Walker hit the ground running amid widespread chaos, with angry commuters resorting to burning trains in outrage at the poor service and Cosatu protesting over fare increases. But the first measures to modernise the crumbling infrastructure and rolling stock - which has not seen investment in 40 years - are beginning to see fruition.
The R233 million in emergency funding announced in March has been upped to R500m made available nationally for a Metrorail make-over.
A delivery of 2.4km of new rail is already being put to work improving track quality, and speed restrictions have been lifted on several routes.
Walker has been in his post for a month, but has already implemented a lunchtime service reliability meeting to review train performance for the previous afternoon and that morning.
It has brought the morning peak up to 84 percent of trains running on time. “When I got here, we were barely making 70 percent on time,” Walker said. “The newest trains we have are 20 years old. It’s a very old system that’s prone to fail.”
The cash injection from Prasa promises a world-class service.
But pouring money into upgrading a service that suffers from metal theft and vandalism is like trying to fill a bucket with a hole in the bottom.
“We’ve lost a number of coaches because thieves cut the wires and pull them out,” Walker said. “Some days, everything in our control goes great, then thieves and vandals come along and the service just takes a nosedive.”
While the gravity of his new responsibility sinks in, Walker takes comfort in his experience through the ranks of Metrorail, and his sentimental connection to the railroad.

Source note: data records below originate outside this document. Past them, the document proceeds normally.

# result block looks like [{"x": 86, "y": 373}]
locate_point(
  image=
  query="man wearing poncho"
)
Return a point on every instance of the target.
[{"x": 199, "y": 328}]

He was in charge of operations in the lead-up to the World Cup in 2010. By the time football fever descended, he was head of customer services.
“There was a lot of doubt and negativity, especially about the rail service,” he recalled. “It was a proud moment, that first train bringing a rainbow nation through the gates.”
Working in Cape Town, Walker was a regular train commuter. He would park his car at Retreat Station, drop his son at school then take the train to town.
“If there were any issues, I would experience them.”
At the end of 2012, he was posted to East London as regional manager for the Eastern Cape, before taking office in Cape Town in June when Mthuthuzeli Swartz moved to Shosholoza Meyl.
After 20 years with Metrorail, Walker can’t imagine his life without trains. “There will always be this special connection between me and the railway,” he said. “There’s a saying among our older staff: once a railwayman, always a railwayman.”